Wednesday, May 02, 2007

further notes

On Garbage, John Scanlan, from pg. 36-37:

And so we may suggest that garbage provides a shadow history of modern life where the conditions for its production and the means by which it is rendered invisible cast it as an unwelcome double of the person; the uncanny and spectral presence that only in death recombines with the body to realize fully the modern hope of self-identity. An identity that fingers us as merely matter. Perhaps the most adequate theoretical conceptualization of garbage is to be found in the notion of the uncanny. If garbage is the unwelcome shadow that trails the present (its deformed or spectral double) then we may recognize it in Freud's understanding of the uncanny as the eerily familiar object, image or phantom that continually resists any of our attempts to disconnect from it - it is the remainder as unwelcome presence. 'In reality', Freud remarked, the uncanny is 'nothing new or alien, but something which is familiar and old - established in the mind and which has become alienated from it only through the process of repression.' Uncanny garbage then becomes capable of inducing horror because of the presumed harmful effects it has on the bodies of personal and social order, indicating their fragile and transient nature.

If garbage in all its forms can be said to represent nature (including human existence) as an endless process of generation and decay, then this is only exaggerated by the fact that knowledge and reason involve a separation of the human from the natural. This is the result of our technological adaptability - where 'technology' is understood in its Aristotelian sense of techne - meaning both that which is distinct from the totality of nature (phusis), and nature made in the human image (as Heidegger wrote, technology is the ordering of nature for use). This separation undergoes further refinement throughout the development of modernity, which from the medieval privy to the division of labour and the development of an economy of consumption illustrates a trend towards successive separations that lead to further differentiation at the individual level, which at the same time (and through the network of social associations that sustain life) results in an almost total abstraction from reality. As an aspect of the progress of Western individualism, what begins with the rationalization and privatization of excremental waste ends in the ubiquity of fashion - both the water closet and the fashion boutique thrive on the power of disposal to abolish the past, and to clense, empty and adorn the present. Thus, where the modern haousehold toilet expels the dead matter that exits from the body stripped of its positive, life giving, properties, the machinery of fashion symbolically flushes the past. Like everything else in modern society fashion is established on the basis of a strict organization of time and the fashionable lives only by the sell-by date (which is to say, once again, its death is already anticipated.)

Tuesday, May 01, 2007

More notes from On Garbage by John Scanlan

From "Garbage Metaphorics" pg. 35:

A peculiar way of looking at modernity might see it as a kind of figment of the transcendental imagination; as Matei Calinescu says, a heaven that is not otherworldly, but located at some distant, sunspecified, point in the future. Thus:

Utopian imagination as it has developed since the eighteenth century is one more proof of the modern devaluation of the past and the growing importance of the future. Utopianism, however, would hardly be conceived outside the specific time consciousness of the West, as it was shaped by Christianity and subsequently by reason's appropriation of the concept of irreversible time.
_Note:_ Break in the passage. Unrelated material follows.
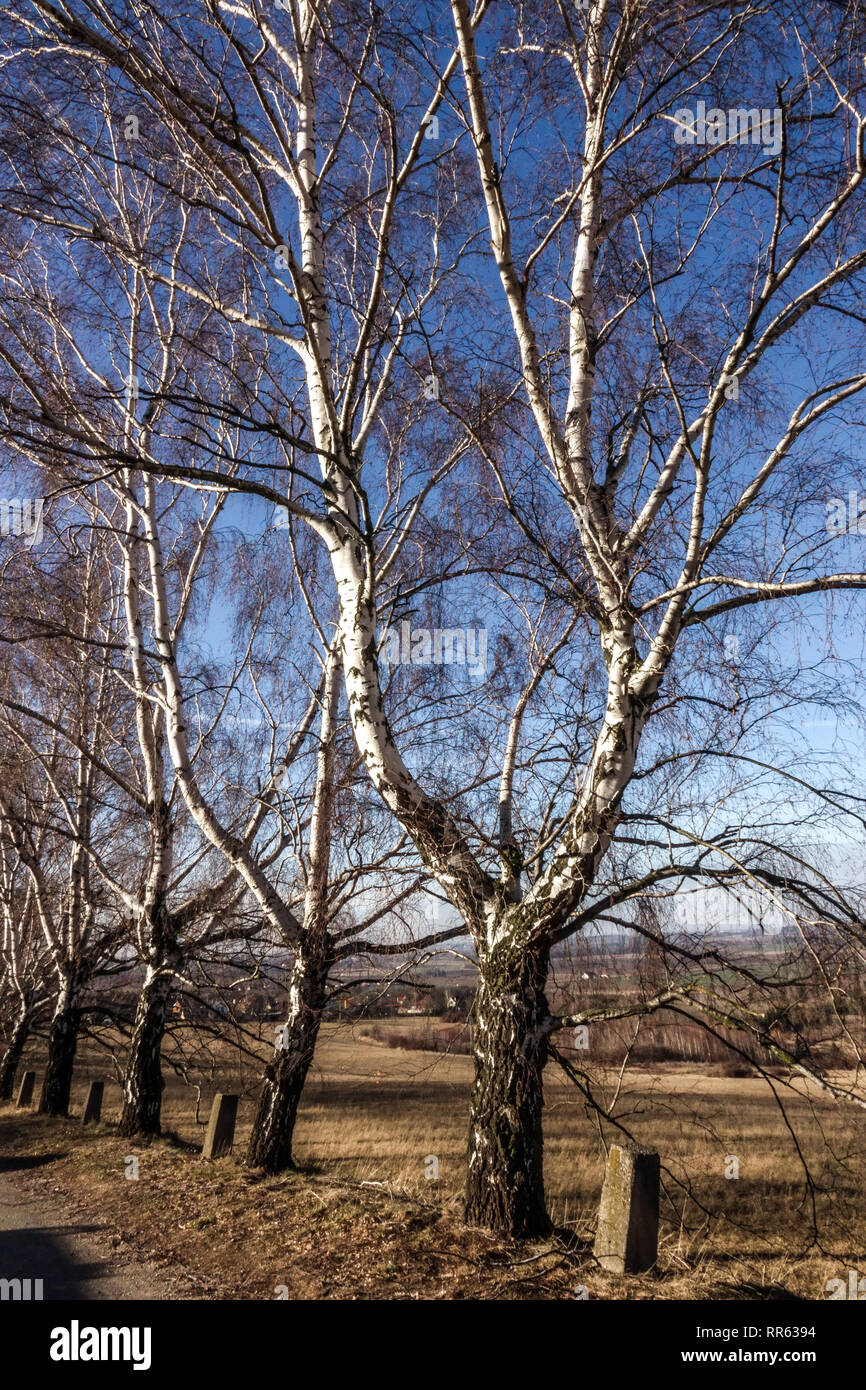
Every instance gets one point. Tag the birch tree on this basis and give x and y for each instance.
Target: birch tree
(652, 271)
It is easy to see modernity then as the spectral double of its Christian predecessor, which by the advance of technology would overcome the decaying reality of temporal existence that Christianity offered only in the next world. The salient point about such an entropic modernity is that under the conditions of experience it inaugurates, it becomes inconceivable that we could now occupy a world without obsolescence. With garbage banished to the past and imagination and desire set on the future, of course garbage is overlooked by history and in memory. How could it be otherwise? And if desire gets caught up in the pursuit of pleasure - of happiness - who can fail to recongnize the irreducible truth, the aptness, of Nietzsche's observation regarding the close relationship between the necessity of disposing of what is past and successful self-affirmation.

Nietzsche: Anyone who cannot forget the past entirely and set himself down on the threshold of the moment, anyone who cannot stand, without dizziness of fear, on the single point like a victory goddess, will never know what happiness is...All action requires forgetting, just as the existence of all organic things requires not only light, but darkness as well.
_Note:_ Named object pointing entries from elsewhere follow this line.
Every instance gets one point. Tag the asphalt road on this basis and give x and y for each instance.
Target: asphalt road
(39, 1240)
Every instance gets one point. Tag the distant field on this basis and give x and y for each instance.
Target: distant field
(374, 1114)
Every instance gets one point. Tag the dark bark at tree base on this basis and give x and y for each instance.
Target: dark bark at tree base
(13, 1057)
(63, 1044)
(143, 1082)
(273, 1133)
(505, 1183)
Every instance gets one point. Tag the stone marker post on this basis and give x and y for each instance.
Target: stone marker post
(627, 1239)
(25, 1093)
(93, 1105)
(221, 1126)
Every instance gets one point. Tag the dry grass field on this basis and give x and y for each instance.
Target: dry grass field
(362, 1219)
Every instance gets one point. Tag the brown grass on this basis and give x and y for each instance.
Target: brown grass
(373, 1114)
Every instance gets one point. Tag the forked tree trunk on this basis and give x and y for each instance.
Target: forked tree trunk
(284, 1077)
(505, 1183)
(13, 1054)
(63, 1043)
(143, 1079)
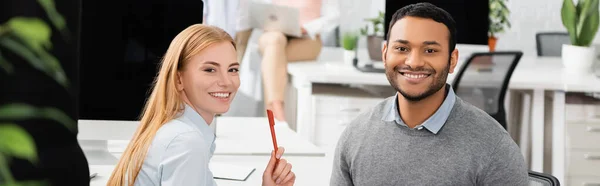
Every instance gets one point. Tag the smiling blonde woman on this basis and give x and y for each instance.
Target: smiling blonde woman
(173, 145)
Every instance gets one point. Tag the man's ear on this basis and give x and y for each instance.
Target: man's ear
(179, 81)
(453, 60)
(383, 52)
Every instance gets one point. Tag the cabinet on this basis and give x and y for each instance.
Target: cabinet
(582, 141)
(335, 106)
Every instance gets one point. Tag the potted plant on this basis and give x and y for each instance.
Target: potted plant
(499, 21)
(581, 21)
(349, 41)
(29, 38)
(375, 36)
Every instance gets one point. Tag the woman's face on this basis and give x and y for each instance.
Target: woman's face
(209, 80)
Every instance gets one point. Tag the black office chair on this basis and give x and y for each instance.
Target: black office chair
(542, 179)
(550, 43)
(483, 80)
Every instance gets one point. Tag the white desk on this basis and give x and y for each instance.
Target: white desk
(309, 170)
(235, 136)
(538, 74)
(240, 141)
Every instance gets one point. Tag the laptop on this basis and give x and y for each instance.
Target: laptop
(270, 17)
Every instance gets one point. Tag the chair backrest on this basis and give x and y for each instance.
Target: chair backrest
(483, 79)
(542, 179)
(550, 43)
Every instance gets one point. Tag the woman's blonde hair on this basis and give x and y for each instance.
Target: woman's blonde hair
(165, 103)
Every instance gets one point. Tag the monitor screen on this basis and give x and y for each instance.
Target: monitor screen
(471, 17)
(122, 43)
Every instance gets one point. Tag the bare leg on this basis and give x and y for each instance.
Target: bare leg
(277, 51)
(274, 71)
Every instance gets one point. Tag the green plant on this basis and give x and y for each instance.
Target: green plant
(499, 17)
(580, 20)
(29, 39)
(377, 25)
(349, 40)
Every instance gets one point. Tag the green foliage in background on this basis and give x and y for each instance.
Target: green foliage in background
(499, 17)
(376, 24)
(349, 40)
(580, 20)
(29, 38)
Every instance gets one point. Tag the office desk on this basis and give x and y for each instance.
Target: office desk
(235, 136)
(536, 74)
(242, 141)
(309, 170)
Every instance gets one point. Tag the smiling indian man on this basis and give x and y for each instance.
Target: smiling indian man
(425, 134)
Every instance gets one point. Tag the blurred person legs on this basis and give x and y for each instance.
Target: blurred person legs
(277, 50)
(241, 42)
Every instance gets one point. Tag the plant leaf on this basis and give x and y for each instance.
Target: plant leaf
(42, 61)
(16, 142)
(590, 24)
(5, 65)
(569, 18)
(18, 111)
(57, 20)
(33, 31)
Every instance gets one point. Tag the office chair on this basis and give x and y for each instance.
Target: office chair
(483, 80)
(550, 43)
(542, 179)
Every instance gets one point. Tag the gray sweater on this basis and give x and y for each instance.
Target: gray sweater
(470, 149)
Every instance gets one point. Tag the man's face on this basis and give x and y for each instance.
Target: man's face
(416, 57)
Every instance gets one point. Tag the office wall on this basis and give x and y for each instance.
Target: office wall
(527, 17)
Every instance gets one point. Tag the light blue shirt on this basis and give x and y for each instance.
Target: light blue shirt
(180, 153)
(433, 123)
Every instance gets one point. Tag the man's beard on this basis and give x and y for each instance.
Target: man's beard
(437, 84)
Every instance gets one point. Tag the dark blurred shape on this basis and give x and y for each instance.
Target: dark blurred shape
(61, 160)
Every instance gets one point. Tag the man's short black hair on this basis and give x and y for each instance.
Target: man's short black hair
(430, 11)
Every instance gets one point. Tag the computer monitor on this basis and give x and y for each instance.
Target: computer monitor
(471, 17)
(121, 45)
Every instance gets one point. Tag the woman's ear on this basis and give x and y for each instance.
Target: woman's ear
(179, 81)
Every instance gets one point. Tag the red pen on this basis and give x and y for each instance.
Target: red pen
(272, 125)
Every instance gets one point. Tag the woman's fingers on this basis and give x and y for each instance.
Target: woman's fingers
(270, 166)
(280, 151)
(286, 171)
(277, 173)
(289, 178)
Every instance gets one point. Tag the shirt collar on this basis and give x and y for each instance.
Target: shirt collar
(199, 123)
(433, 123)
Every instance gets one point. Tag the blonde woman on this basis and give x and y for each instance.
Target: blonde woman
(173, 145)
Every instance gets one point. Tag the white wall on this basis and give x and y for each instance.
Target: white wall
(527, 18)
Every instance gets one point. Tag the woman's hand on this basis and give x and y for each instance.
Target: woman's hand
(278, 171)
It seems, however, that in the twentieth century the emergence of psychoanalysis proved the failure of such attempts at total forgetting. Jean Baudrillard remarked upon this development as an aspect of our relationship to the abundance of a world that may appear to stand in opposition to the self:

Baudrillard: Psychoanalysis itself is the first great theoritization of residues (lapses, dreams, etc.). It is no longer a political economy of production that directs us, but an economic politics of reproduction, of recycling - ecology and pollution - a politcal economy of the remainder. All normality sees itself today in the light of madness, which was nothing but its insignificant remainder.